After lots of research and digging it seems I've found the answer, finally. Since I found many bits and pieces of other people having a hard time solving this and couldn't find a complete and clear answer, I figured I could post it here for future travellers.
If you've hit this question, it might be possible that you aren't really looking for a three-way many-to-many. I thought I was, but I wasn't.
Recap:
I have users, teams and roles. If a user joins a team, he is also assigned a role within that team.
I went back to the scratch-board and drew what I really wanted:
+---------+---------+---------+
| user_id | team_id | role_id |
+---------+---------+---------+
| 1 | 1 | 1 |
+---------+---------+---------+
Then it started to become clear to me, that I wasn't really looking for a three-way many-to-many, but rather for a three-way one-to-many departing from a forth model.
class Membership(db.Model):
user_id = db.Column(db.Integer, db.ForeignKey('user.id'), primary_key=True)
team_id = db.Column(db.Integer, db.ForeignKey('team.id'), primary_key=True)
role_id = db.Column(db.Integer, db.ForeignKey('role.id'), primary_key=True)
db.UniqueConstraint('user_id', 'team_id', 'role_id')
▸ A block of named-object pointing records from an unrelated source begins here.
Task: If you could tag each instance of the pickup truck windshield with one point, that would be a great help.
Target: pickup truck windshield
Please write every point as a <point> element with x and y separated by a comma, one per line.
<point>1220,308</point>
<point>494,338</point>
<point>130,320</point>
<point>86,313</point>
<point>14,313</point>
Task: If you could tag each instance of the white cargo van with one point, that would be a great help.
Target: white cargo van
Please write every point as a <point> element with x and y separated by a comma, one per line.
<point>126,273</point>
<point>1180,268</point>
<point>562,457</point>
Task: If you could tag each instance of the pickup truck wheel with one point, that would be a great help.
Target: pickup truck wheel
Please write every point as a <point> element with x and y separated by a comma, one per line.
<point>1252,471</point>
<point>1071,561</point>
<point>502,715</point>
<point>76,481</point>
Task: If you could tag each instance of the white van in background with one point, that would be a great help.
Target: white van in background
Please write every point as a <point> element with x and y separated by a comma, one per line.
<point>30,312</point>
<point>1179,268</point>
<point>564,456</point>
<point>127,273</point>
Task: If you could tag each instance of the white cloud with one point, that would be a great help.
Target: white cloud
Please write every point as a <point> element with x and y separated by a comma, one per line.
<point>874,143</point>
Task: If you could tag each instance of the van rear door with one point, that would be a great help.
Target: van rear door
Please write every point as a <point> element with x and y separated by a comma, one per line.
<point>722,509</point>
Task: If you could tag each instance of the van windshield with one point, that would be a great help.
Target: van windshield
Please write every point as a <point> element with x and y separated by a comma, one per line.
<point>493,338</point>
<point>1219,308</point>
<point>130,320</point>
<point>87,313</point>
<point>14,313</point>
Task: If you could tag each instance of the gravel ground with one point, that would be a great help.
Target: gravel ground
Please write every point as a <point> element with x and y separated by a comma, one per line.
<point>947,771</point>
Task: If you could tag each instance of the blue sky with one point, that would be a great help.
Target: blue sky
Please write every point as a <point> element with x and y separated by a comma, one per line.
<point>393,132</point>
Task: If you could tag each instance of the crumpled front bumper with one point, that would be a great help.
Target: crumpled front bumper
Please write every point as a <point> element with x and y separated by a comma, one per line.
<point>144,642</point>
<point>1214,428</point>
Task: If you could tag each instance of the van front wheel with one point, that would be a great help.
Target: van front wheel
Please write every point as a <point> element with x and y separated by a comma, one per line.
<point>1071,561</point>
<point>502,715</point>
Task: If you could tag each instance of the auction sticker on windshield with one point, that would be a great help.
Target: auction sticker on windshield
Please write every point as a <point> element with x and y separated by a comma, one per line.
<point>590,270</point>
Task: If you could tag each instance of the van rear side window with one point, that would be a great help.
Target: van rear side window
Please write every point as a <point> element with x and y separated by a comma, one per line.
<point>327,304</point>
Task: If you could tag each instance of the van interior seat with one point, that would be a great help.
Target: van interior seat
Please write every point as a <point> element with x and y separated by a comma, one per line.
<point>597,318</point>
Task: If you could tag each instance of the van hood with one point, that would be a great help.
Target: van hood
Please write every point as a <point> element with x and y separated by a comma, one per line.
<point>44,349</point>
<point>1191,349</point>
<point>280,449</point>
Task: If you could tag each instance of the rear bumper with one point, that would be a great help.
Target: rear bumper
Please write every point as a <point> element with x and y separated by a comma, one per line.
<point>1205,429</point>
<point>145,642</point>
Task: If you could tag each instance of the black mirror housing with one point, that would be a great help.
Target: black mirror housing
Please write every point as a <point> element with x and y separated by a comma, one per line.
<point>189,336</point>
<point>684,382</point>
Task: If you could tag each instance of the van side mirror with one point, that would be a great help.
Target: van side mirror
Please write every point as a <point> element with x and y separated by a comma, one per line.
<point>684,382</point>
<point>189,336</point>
db.relationship('User', uselist=False, backref='memberships', lazy='dynamic')
db.relationship('Team', uselist=False, backref='memberships', lazy='dynamic')
db.relationship('Role', uselist=False, backref='memberships', lazy='dynamic')
def __init__(self, user, team, role):
self.user_id = user.id
self.team_id = team.id
self.role_id = role.id
def __repr__(self):
return "<Membership(%s)>"
Case of 42: This is exactly the answer I was looking for - I've just asked the wrong question.